Monday, March 28, 2011

Glamorous, by the Service Road

Within her compass, there was no room for pretense and affectation. She was frank with herself about all matters, and only constrained her views in her dealings with others for the sake of courteousness (she had, after all, been raised to be gracious). She was sure that she could not afford insincerity, since more than enough years had passed already and one day shifted into the next too quickly for her liking. She would never profess out loud her feeling that time was running out, but that was her general mood nonetheless. A lot had been lost, her innocence for instance, and maybe a smidgen of virtue. She smiled less and watched her pride systematically deplete like sacks of grain in a barnyard. She felt very much like a hen required to fight for the feed, although she opted out of the scuffle. There seemed to be less and less to be joyous about. Still, she retained some of her former qualities and that was some consolation: for example, she could splurge with distinction and was convinced that she had few peers when it came to making a stylish representation of herself.

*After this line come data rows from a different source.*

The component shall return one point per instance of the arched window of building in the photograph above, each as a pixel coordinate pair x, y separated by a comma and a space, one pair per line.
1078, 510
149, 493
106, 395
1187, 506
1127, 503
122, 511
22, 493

She arrived at the lounge alone and chic. The glasses on the overhead rack gleamed like a row of bulbs, barely lit. They caught her eye for a moment, but then she noticed that there were more women than men in the place. Naturally. It was a theme she had witnessed too often. Someone had said it was the curse of being a woman of her kind, where she would gradually become more accomplished and a comparable man would be unavailable, locked-up or dead. Dead! Or, maybe she had read it in a magazine. Either way it was a hell of an outlook to have. How did she feel about it? It was difficult to say. She was never one to deliberate over statistics, or delve too deeply into the reasons surrounding the social conditions of any particular group. She saw herself in a vacuum and made her own wellbeing her focus. She knew that she just could not stand another year of stretching out on her bed and not pressing up against another soul; and, good God, another year of having no voice to respond to in the dark!

And so it was that she found herself at the venue, venturing out despite her past misadventures, and her present misgivings. She settled in and conducted a survey of the scene. She checked the earrings’ glimmer in the wall-paneled mirror. She reached out and met glances and looked pleasant and smiled. She swiveled her chair sideways so as to invite conversation. She even joined a feminine caucus, hoping to benefit from their catch. The entire effort was fruitless. By the time the house lights started rising, she was following the breeze out the front door. She was hunched, walking on five inches down the avenue; wearing her discontent like a shawl. She squeezed all of her passions into the purse under her arm. She veered to the right, almost trotting down the adjacent block as a drizzle started to fall. The car appeared in her view. She heard her keys and bracelet jingle when she put out her arm. She stopped short. She paused. She leaned forward to focus her glare. She placed a hand across her mouth. The flat tire made the car lean slightly to the side. It was a final affront. The water hit her face as she brought her hand to her hip, looking to the left and the right her.